Divide using synthetic division $$ ( x^{3}+3x^{2}-28x-54 ) \div ( x+5 ) $$
Answer
The synthetic division table is:
$$ \begin{array}{c|rrrr}-5&1&3&-28&-54\\& & -5& 10& \color{black}{90} \\ \hline &\color{blue}{1}&\color{blue}{-2}&\color{blue}{-18}&\color{orangered}{36} \end{array} $$The solution is:
$$ \frac{ x^{3}+3x^{2}-28x-54 }{ x+5 } = \color{blue}{x^{2}-2x-18} ~+~ \frac{ \color{red}{ 36 } }{ x+5 } $$Explanation
Step 1 : Write down the coefficients of the dividend into division table.

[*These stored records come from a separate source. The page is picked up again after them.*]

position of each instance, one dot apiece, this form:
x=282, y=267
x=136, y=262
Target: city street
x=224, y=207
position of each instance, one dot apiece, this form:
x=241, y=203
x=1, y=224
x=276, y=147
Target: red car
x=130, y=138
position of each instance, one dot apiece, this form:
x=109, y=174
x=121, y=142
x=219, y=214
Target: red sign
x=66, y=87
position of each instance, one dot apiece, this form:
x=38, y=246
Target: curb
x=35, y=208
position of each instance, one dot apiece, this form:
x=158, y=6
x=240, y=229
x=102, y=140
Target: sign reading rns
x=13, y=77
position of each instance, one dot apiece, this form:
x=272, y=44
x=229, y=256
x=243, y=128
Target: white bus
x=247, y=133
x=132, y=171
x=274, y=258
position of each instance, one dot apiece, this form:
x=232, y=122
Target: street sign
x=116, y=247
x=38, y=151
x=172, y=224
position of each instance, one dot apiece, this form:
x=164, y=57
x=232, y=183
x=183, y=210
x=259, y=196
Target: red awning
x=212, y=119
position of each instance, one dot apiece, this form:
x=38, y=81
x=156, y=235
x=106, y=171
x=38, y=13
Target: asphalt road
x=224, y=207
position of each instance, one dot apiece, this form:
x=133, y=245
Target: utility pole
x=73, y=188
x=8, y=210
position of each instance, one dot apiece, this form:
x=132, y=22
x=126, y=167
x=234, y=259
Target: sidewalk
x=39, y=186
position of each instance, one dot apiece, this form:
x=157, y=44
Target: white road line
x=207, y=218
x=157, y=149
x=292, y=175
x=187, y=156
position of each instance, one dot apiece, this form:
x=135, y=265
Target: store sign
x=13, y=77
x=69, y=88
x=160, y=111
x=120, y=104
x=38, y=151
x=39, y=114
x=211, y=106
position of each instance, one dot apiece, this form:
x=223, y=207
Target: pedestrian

Put the zero from $ x + 5 = 0 $ ( $ x = \color{blue}{ -5 } $ ) at the left.
$$ \begin{array}{c|rrrr}\color{blue}{-5}&1&3&-28&-54\\& & & & \\ \hline &&&& \end{array} $$Step 1 : Bring down the leading coefficient to the bottom row.
$$ \begin{array}{c|rrrr}-5&\color{orangered}{ 1 }&3&-28&-54\\& & & & \\ \hline &\color{orangered}{1}&&& \end{array} $$Step 2 : Multiply by the number on the left, and carry the result into the next column: $ \color{blue}{ -5 } \cdot \color{blue}{ 1 } = \color{blue}{ -5 } $.

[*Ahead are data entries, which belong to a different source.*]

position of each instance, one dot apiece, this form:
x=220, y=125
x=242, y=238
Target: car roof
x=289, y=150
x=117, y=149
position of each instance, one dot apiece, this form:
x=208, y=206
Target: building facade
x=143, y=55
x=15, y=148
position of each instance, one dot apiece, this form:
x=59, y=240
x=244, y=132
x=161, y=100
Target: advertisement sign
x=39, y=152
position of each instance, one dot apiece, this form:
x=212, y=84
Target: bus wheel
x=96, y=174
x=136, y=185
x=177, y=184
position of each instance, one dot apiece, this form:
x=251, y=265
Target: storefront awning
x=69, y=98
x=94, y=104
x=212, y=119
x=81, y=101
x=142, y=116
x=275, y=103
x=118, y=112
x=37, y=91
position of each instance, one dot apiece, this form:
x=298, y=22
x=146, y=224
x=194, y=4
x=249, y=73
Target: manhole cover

$$ \begin{array}{c|rrrr}\color{blue}{-5}&1&3&-28&-54\\& & \color{blue}{-5} & & \\ \hline &\color{blue}{1}&&& \end{array} $$Step 3 : Add down last column: $ \color{orangered}{ 3 } + \color{orangered}{ \left( -5 \right) } = \color{orangered}{ -2 } $
$$ \begin{array}{c|rrrr}-5&1&\color{orangered}{ 3 }&-28&-54\\& & \color{orangered}{-5} & & \\ \hline &1&\color{orangered}{-2}&& \end{array} $$Step 4 : Multiply by the number on the left, and carry the result into the next column: $ \color{blue}{ -5 } \cdot \color{blue}{ \left( -2 \right) } = \color{blue}{ 10 } $.
$$ \begin{array}{c|rrrr}\color{blue}{-5}&1&3&-28&-54\\& & -5& \color{blue}{10} & \\ \hline &1&\color{blue}{-2}&& \end{array} $$Step 5 : Add down last column: $ \color{orangered}{ -28 } + \color{orangered}{ 10 } = \color{orangered}{ -18 } $
$$ \begin{array}{c|rrrr}-5&1&3&\color{orangered}{ -28 }&-54\\& & -5& \color{orangered}{10} & \\ \hline &1&-2&\color{orangered}{-18}& \end{array} $$Step 6 : Multiply by the number on the left, and carry the result into the next column: $ \color{blue}{ -5 } \cdot \color{blue}{ \left( -18 \right) } = \color{blue}{ 90 } $.
$$ \begin{array}{c|rrrr}\color{blue}{-5}&1&3&-28&-54\\& & -5& 10& \color{blue}{90} \\ \hline &1&-2&\color{blue}{-18}& \end{array} $$Step 7 : Add down last column: $ \color{orangered}{ -54 } + \color{orangered}{ 90 } = \color{orangered}{ 36 } $
$$ \begin{array}{c|rrrr}-5&1&3&-28&\color{orangered}{ -54 }\\& & -5& 10& \color{orangered}{90} \\ \hline &\color{blue}{1}&\color{blue}{-2}&\color{blue}{-18}&\color{orangered}{36} \end{array} $$Bottom line represents the quotient $ \color{blue}{ x^{2}-2x-18 } $ with a remainder of $ \color{red}{ 36 } $.